What Can Research Tell Us About Custody Determination?

There is an inherent and confounding fatal flaw to all custody-outcomes research—self-selection. Neither parents nor children ethically can be randomly assigned to different custody arrangements to do a true experiment. Thus, it is not possible to ascertain  the  independent  contributions  of  the  “before” individual differences of mothers, fathers, and children that led them to choose joint custody and the “after” consequences or outcomes of having experienced joint custody.
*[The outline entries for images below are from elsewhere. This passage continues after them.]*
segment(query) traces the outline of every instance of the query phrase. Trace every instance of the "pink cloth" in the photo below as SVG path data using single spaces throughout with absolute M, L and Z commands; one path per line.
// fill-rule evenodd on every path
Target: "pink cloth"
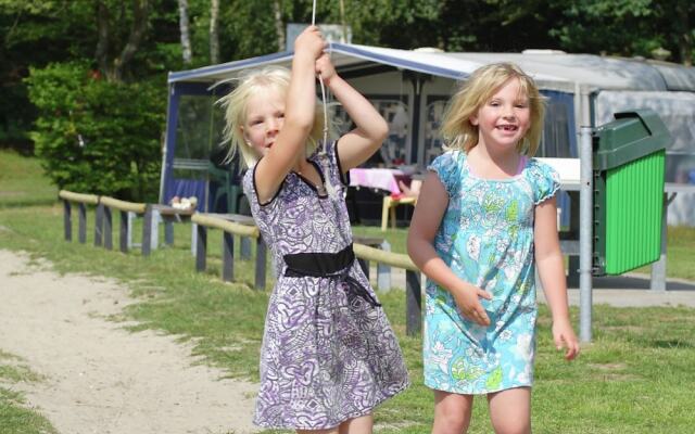
M 399 169 L 350 169 L 350 186 L 381 189 L 400 194 L 399 179 L 404 179 L 405 174 Z

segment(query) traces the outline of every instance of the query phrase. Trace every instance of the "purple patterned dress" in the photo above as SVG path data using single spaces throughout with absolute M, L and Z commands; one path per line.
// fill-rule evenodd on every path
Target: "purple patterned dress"
M 264 427 L 334 427 L 370 413 L 408 385 L 395 335 L 352 256 L 346 182 L 334 143 L 328 148 L 327 155 L 314 153 L 308 162 L 324 181 L 330 177 L 336 194 L 320 194 L 290 173 L 276 196 L 260 204 L 255 166 L 243 179 L 278 276 L 266 315 L 254 417 Z

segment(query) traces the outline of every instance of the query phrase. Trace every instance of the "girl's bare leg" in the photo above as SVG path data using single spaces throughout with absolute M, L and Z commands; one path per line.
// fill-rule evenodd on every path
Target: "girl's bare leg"
M 497 434 L 531 433 L 531 388 L 517 387 L 488 394 L 490 419 Z
M 472 395 L 434 391 L 432 434 L 462 434 L 468 431 L 472 406 Z

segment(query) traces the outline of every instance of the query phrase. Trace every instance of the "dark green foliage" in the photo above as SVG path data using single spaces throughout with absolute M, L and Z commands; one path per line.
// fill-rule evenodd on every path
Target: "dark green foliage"
M 166 85 L 108 82 L 79 63 L 31 68 L 38 110 L 30 133 L 51 180 L 62 189 L 155 201 Z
Within this limitation, however, there are two lines of research that suggest Iowa may be on the right track. First, studies undertaken in Arizona and Florida report that young adult children of divorce wanted more time with their fathers (more custody time) and more emotional quality time (companionship, sharing activities, leisure, fun, play) than young adult children from intact families. Second, literature reviews uniformly conclude that gender similarities are far greater than gender differences in a parenting capacity. Mothers and fathers, in short, make equally competent parents. What makes these findings striking is the fact that this empirical research has rendered wrong and overruled decades of false legal presumptions.

Summary

Today, both joint custody and child support are highly controversial social and legal issues. Both are in flux, both will change, and both have clear sides. Generally speaking, children and fathers of divorce perceive their best interests to be best served by joint legal and physical custody. Some mothers also see it this way, but other mothers see their interests as best served by sole legal and physical custody. Custody battles are not likely to disappear, but their costs to all parties involved appear to be best mitigated with the equal opportunity principles embedded in joint legal and joint physical custody presumptions.

 

References:

  1. Bauserman, R. (2002). Child adjustment in joint-custody versus sole-custody arrangements: A meta-analytic review. Journal of Family Psychology, 16(1), 91–102.
  2. Braver, S. L., & O’Connell, D. (1998). Divorced dads: Shattering the myths. New York: Tarcher/Putnam.
  3. Fabricius, W. V., & Hall, A. (2000). Young adults’ perspectives on divorce living arrangements. Family and Conciliation Courts Review, 38(4), 446–461.
  4. Finley, E. (2002). The best interest of the child and the eye of the beholder [Review of C. Panter-Brick & M. T. Smith (Eds.), Abandoned children]. Contemporary Psychology, APA Review of Books, 47(5), 629–631.
  5. Joint custody from the child’s point of view, http://www.gocrc.com
  6. Joint custody  from  the  father’s  point  of  view,  http://www.deltabravnet
  7. Joint custody from the mother’s point of view, http://www.now.org
  8. Lamb, M. E. (2002). Placing children’s interests first: Developmentally appropriate parenting Virginia Journal of Social Policy and Law, 10, 98–119.
  9. Thompson, R. A. (1994). The role of the father after divorce. In The Future of Children, Vol. 4, No. 1: Children and divorce (pp. 210–235). San  Francisco:  Center  for  the  Future  of Children.